Fifth, you got to see at least one area of bipartisan agreement. Neither side was willing to be specific about how to cut costs and raise revenue. The Republicans continued to demagogue efforts to restrain Medicare spending. The Democrats (and the Republicans) conveniently neglected to mention the fact that they had just gutted the long-term revenue source for their entire package, the excise tax on high-cost insurance plans. That tax was diluted and postponed until 2018. There is no way that members of a Congress eight years from now are going to accede to a $1 trillion tax increase to pay for a measure that the 2010 Congress wasn’t brave enough to pay for itself.

Sixth, the summit illuminated one of the core mysteries of this whole debate: Are the two parties so fundamentally divided that there will never be any agreement, or is there at least the theoretical possibility of a compromise approach?

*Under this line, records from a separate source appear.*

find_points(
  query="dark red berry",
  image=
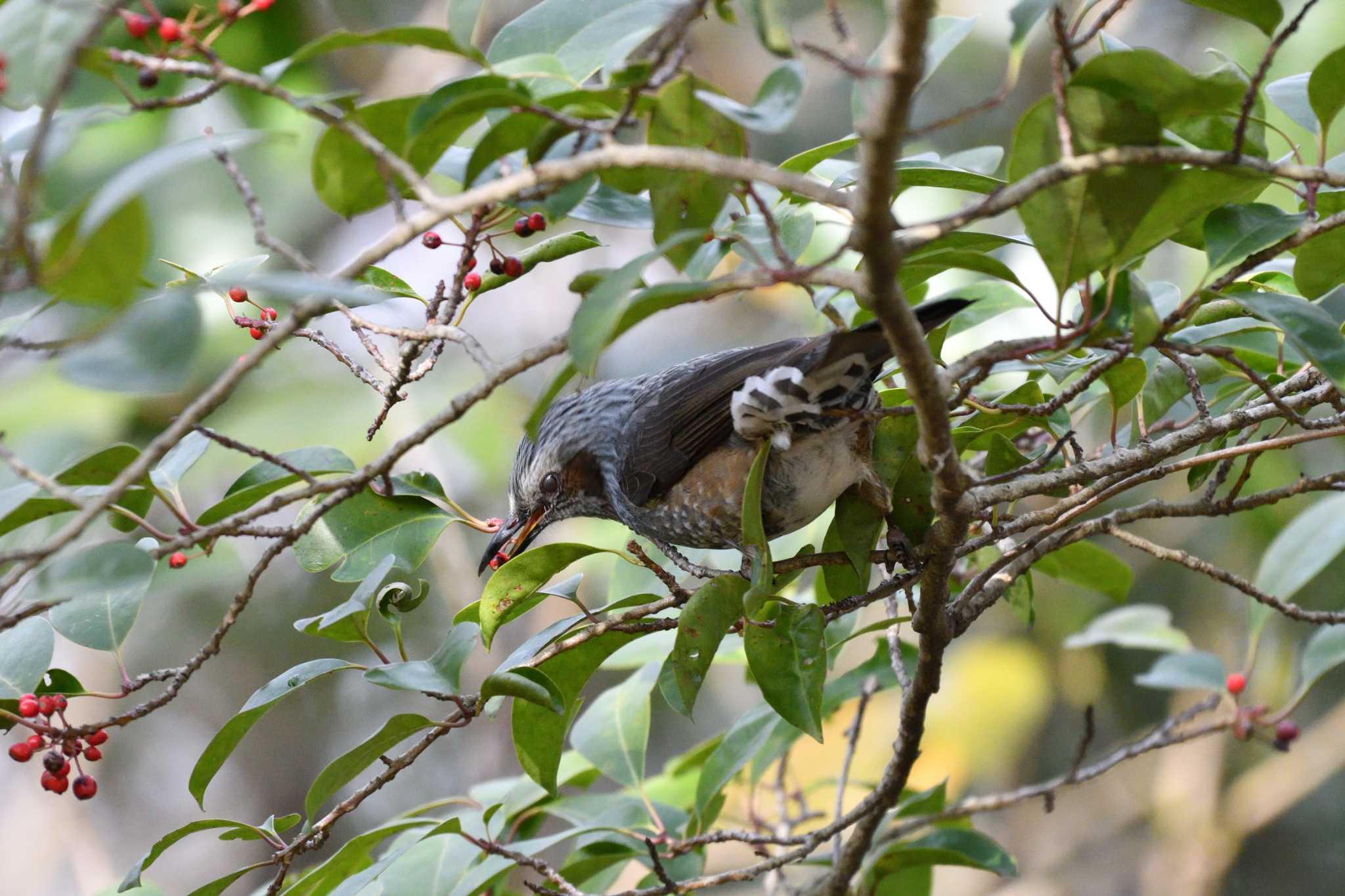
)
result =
(137, 26)
(85, 788)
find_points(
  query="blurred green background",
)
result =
(1211, 817)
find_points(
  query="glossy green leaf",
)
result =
(1185, 670)
(613, 731)
(440, 673)
(775, 105)
(265, 479)
(365, 528)
(701, 626)
(1093, 567)
(789, 661)
(527, 684)
(1143, 626)
(342, 770)
(222, 744)
(1232, 233)
(100, 591)
(24, 654)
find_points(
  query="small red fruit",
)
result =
(85, 788)
(137, 26)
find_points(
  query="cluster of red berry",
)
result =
(1248, 717)
(55, 765)
(500, 264)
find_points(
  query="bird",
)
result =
(669, 453)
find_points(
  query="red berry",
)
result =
(85, 788)
(137, 26)
(55, 784)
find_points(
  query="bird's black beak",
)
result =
(512, 539)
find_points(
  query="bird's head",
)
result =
(554, 479)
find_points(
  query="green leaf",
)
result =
(100, 593)
(1264, 14)
(789, 661)
(342, 770)
(341, 38)
(1232, 233)
(540, 734)
(104, 268)
(24, 654)
(704, 621)
(615, 729)
(365, 528)
(440, 673)
(1185, 670)
(1304, 548)
(775, 105)
(689, 200)
(1143, 626)
(1087, 565)
(265, 479)
(1308, 327)
(527, 684)
(521, 578)
(222, 744)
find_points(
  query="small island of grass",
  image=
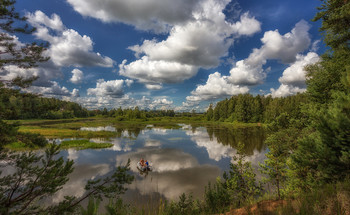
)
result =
(84, 144)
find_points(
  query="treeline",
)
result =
(133, 113)
(249, 108)
(17, 105)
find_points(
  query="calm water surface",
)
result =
(184, 160)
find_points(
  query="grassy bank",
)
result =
(84, 144)
(65, 128)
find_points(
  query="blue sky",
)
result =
(166, 54)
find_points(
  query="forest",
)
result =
(308, 161)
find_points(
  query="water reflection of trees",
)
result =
(252, 137)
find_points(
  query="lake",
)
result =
(184, 159)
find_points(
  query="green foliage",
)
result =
(240, 181)
(35, 177)
(117, 207)
(335, 16)
(7, 133)
(216, 197)
(92, 207)
(186, 206)
(328, 199)
(246, 108)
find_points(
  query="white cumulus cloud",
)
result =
(77, 76)
(113, 88)
(284, 48)
(216, 87)
(200, 42)
(156, 15)
(67, 46)
(293, 78)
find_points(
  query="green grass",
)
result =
(65, 128)
(19, 146)
(84, 144)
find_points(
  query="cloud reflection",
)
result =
(77, 180)
(175, 172)
(215, 150)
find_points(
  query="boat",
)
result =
(143, 168)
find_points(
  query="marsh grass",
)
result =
(65, 132)
(83, 144)
(20, 146)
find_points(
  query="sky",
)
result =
(166, 54)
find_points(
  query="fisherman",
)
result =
(142, 162)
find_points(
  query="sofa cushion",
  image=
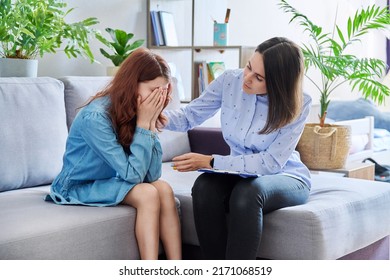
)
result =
(33, 131)
(78, 89)
(341, 216)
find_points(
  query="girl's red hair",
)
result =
(141, 66)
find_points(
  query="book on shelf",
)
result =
(207, 72)
(168, 28)
(216, 68)
(158, 38)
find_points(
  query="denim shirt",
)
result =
(93, 153)
(242, 117)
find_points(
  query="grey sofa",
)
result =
(344, 218)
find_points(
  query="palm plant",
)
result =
(120, 45)
(29, 28)
(328, 53)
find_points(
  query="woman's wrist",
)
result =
(212, 162)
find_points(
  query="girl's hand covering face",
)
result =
(150, 108)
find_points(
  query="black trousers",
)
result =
(229, 209)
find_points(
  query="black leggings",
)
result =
(229, 209)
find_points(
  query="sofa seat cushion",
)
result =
(341, 216)
(33, 131)
(32, 228)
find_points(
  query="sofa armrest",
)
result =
(208, 140)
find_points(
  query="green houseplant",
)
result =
(324, 146)
(29, 28)
(328, 52)
(120, 46)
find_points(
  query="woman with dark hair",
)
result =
(113, 154)
(263, 113)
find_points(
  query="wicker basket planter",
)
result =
(325, 147)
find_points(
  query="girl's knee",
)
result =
(143, 196)
(164, 189)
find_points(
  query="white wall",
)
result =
(251, 22)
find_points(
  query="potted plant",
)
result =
(120, 46)
(328, 53)
(31, 28)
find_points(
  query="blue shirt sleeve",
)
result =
(99, 134)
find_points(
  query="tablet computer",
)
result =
(221, 171)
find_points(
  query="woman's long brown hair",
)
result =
(141, 66)
(284, 70)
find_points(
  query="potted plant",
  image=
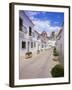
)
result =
(57, 71)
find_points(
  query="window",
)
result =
(30, 31)
(31, 44)
(20, 24)
(23, 44)
(34, 44)
(42, 46)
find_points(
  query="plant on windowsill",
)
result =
(28, 55)
(57, 71)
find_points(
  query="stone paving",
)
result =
(39, 66)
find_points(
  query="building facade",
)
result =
(60, 44)
(29, 39)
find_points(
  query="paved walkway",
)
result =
(38, 66)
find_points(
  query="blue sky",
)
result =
(46, 21)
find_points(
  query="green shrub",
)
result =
(57, 71)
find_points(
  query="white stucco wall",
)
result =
(60, 46)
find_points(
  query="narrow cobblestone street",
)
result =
(38, 66)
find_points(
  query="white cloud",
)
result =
(45, 26)
(42, 25)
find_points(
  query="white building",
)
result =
(60, 44)
(29, 39)
(25, 33)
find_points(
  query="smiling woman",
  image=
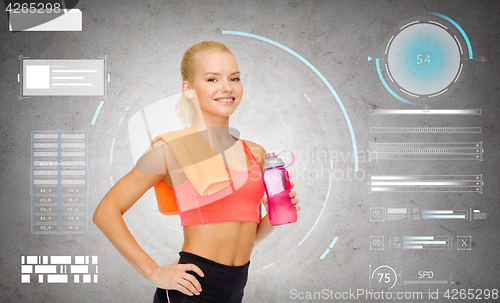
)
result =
(212, 179)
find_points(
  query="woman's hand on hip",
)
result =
(175, 277)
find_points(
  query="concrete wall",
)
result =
(286, 105)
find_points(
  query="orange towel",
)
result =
(204, 170)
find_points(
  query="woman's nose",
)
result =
(226, 86)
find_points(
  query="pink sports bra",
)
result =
(238, 202)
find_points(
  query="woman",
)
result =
(215, 256)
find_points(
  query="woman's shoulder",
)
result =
(257, 150)
(173, 134)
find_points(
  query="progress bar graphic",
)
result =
(427, 183)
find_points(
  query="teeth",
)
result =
(227, 100)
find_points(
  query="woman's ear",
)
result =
(187, 90)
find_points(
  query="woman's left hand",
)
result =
(293, 195)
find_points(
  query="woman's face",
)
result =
(217, 83)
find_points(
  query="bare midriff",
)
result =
(228, 243)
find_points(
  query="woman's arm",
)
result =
(108, 217)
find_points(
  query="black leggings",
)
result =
(221, 283)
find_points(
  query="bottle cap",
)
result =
(272, 161)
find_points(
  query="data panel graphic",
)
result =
(59, 182)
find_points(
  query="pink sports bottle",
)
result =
(280, 208)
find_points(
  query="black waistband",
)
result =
(234, 269)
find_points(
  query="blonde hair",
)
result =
(184, 108)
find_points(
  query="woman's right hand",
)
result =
(175, 277)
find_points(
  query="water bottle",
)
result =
(280, 208)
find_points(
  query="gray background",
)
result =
(144, 40)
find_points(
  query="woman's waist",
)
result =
(228, 243)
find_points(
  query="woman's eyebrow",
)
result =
(214, 73)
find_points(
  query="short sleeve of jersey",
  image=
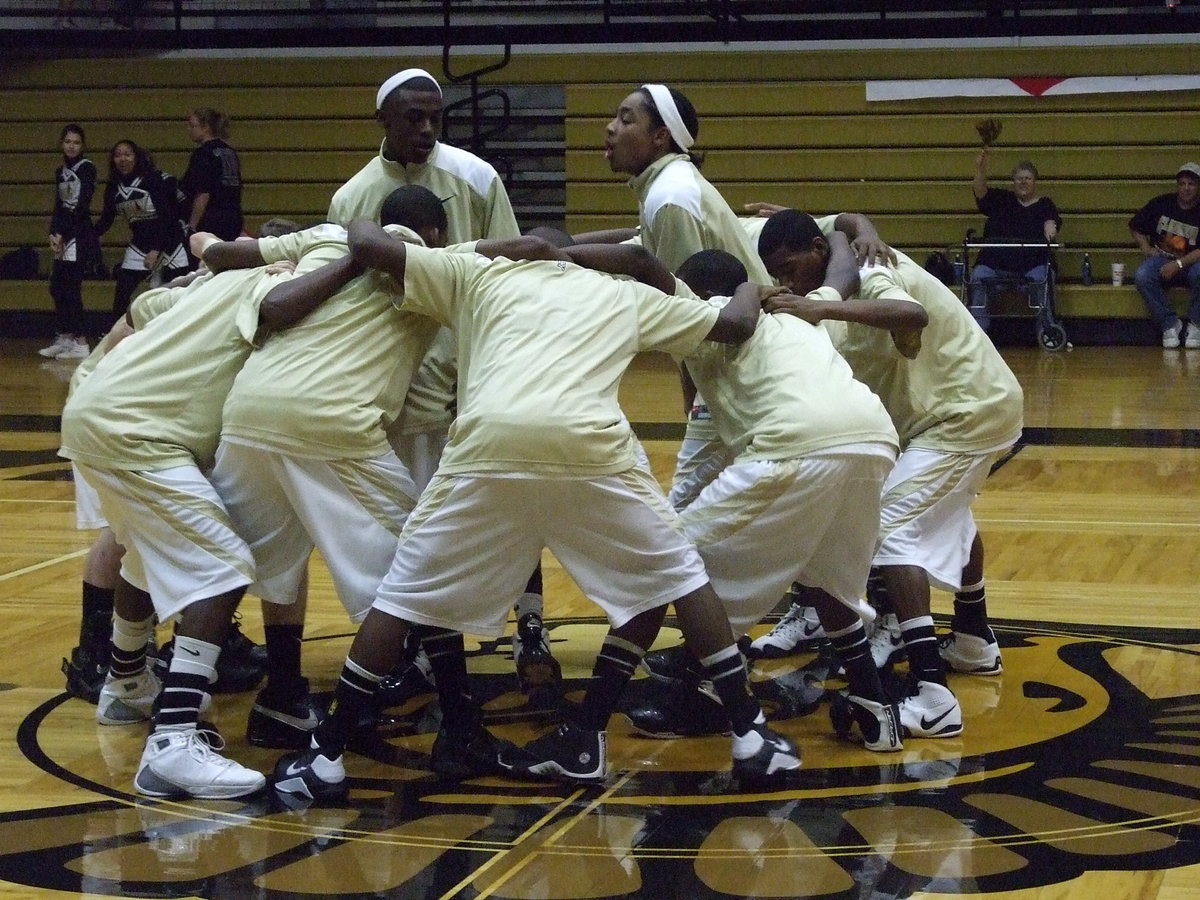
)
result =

Both parties see the same problem. The current system is a mess, with opaque prices and perverse incentives that mostly favor the insurance companies. But, as Yuval Levin has pointed out in National Review, the Democrats believe the answer is to create a highly regulated insurance system with inefficiencies eliminated through rational rules. The Republicans believe that the answer is to create a genuine market with clear price signals, empowered consumers and an evolving process.

Philosophically, it is hard to bring these two sides together. And there were times on Thursday when compromise seemed hopeless. But there were other times, when participants started talking nuts and bolts of the exchanges, when there was overlap: how to create interstate insurance markets without a race to the bottom; how to end insurance company power over those with pre-existing conditions.

Health care reform probably will not get passed this year. But there were moments, at the most wonky and specific, when the two sides echoed each other. Glimmers of hope for the next set of reformers.